If you were wondering how we generate these neat visualizations, it is very easy. We output Graphviz DOT language notation for the directed graph, and then use Graphviz to render the visualization. A very convenient way to render these without any installation, is to use one of the many Graphviz Online viewers like this one. The code to produce Graphviz DOT syntax for the above (unfiltered) graph is shown below.
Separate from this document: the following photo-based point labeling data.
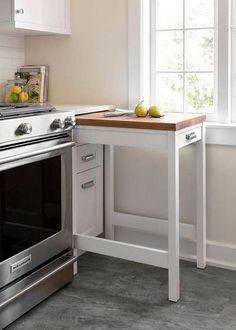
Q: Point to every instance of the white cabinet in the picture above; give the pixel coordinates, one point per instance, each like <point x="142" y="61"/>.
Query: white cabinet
<point x="88" y="190"/>
<point x="34" y="16"/>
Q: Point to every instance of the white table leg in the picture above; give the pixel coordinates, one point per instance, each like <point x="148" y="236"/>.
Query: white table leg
<point x="109" y="192"/>
<point x="173" y="217"/>
<point x="201" y="202"/>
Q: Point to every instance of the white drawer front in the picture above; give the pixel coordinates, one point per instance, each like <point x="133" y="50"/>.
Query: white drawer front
<point x="189" y="136"/>
<point x="89" y="156"/>
<point x="88" y="217"/>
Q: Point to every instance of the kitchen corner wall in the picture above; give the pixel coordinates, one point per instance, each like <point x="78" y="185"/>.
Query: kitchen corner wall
<point x="12" y="55"/>
<point x="91" y="66"/>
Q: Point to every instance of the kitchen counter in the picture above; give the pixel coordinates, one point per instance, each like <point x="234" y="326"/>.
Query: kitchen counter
<point x="83" y="109"/>
<point x="169" y="122"/>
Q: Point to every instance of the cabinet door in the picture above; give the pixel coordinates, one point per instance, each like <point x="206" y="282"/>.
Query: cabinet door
<point x="88" y="200"/>
<point x="40" y="12"/>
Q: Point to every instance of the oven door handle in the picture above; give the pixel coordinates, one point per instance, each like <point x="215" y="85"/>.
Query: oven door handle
<point x="36" y="153"/>
<point x="70" y="260"/>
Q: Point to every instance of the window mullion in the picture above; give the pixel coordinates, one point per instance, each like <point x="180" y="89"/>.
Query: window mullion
<point x="184" y="65"/>
<point x="153" y="36"/>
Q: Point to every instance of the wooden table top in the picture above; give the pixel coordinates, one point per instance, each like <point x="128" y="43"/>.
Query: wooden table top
<point x="170" y="122"/>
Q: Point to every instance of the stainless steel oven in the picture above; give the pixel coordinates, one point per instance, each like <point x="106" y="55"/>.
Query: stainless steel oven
<point x="35" y="204"/>
<point x="35" y="207"/>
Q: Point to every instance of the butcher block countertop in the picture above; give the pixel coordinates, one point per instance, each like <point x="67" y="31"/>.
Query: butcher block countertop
<point x="169" y="122"/>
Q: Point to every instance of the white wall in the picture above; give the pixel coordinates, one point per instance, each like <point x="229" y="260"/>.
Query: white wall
<point x="11" y="56"/>
<point x="91" y="67"/>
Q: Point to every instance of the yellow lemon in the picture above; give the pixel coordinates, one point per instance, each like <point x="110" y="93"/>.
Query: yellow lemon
<point x="154" y="111"/>
<point x="13" y="98"/>
<point x="23" y="97"/>
<point x="16" y="89"/>
<point x="141" y="110"/>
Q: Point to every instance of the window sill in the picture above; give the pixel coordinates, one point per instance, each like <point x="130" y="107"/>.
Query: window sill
<point x="220" y="134"/>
Note that we leverage many of the powerful (yet simple) attributes provided by Graphviz DOT syntax, to style (colors, line styles etc.) the graph visual representation.
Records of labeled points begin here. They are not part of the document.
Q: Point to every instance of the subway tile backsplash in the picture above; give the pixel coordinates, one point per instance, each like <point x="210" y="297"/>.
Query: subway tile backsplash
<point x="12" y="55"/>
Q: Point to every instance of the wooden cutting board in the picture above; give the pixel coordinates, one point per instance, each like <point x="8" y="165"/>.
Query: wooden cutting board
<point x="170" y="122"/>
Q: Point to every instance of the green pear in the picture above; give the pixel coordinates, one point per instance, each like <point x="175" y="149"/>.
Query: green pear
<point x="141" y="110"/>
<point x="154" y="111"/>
DECLARE @start_state AS VARCHAR (20) = '* 3W3L | 0W0L'; DECLARE @end_state AS VARCHAR (20) = '0W0L | 3W3L *'; -- OPTIONAL visualization using GraphViz's DOT syntax -- paste the result of the below query into https://dreampuf.github.io/GraphvizOnline/ SELECT 'digraph G { node [style=filled]' AS s UNION ALL SELECT CONCAT ( '"', summary, '" [label=< ', CASE WHEN summary = @start_state OR summary = @end_state THEN '<B>' ELSE '' END, summary, CASE WHEN summary = @start_state OR summary = @end_state THEN '</B>' ELSE '' END, ' >', CASE WHEN summary = @start_state OR summary = @end_state THEN ' fontsize=36 ' ELSE '' END, ' fillcolor = "', CASE WHEN summary = @start_state OR summary = @end_state THEN 'lawngreen' ELSE CASE WHEN is_valid_state = 1 THEN 'azure' ELSE 'orange' END END, '"]' ) FROM placement UNION ALL SELECT CONCAT ( '"', pre, '" -> "', post, '"[label="', transition, '" style="', CASE WHEN is_valid_transition = 1 THEN 'solid' ELSE 'dashed' END, '" color="', CASE WHEN is_valid_transition = 1 THEN 'black' ELSE 'lightgray' END, '"]' ) FROM transition UNION ALL SELECT '}';

## Conclusion

Graph theory and techniques are some of the most powerful tools at hand for a developer. As seen in this walkthrough, graph theoretic approaches to solving problems usually are very elegant and performant. With its built-in support for representing relational data as graphs, and traversal through that graph using simple MATCH predicates, or even more complex SHORTEST_PATH algorithms, Azure SQL and SQL Server present a convenient option for developers. We hope you found this example a fun and easy way to understand what SQL Graph can do for you. Please do leave your questions and feedback in the comments! Looking forward to your interaction!

## 3 comments

interesting!

This is an interesting implementation! However, very difficult to follow due to a complete lack of indentation in your T-SQL code.

I will need to copy the code to SSMS, indent it to comprehend it.

Thanks Tiago for the candid feedback re: formatting. Lesson learnt – I fixed it now. Hope you enjoy walking through the example yourself.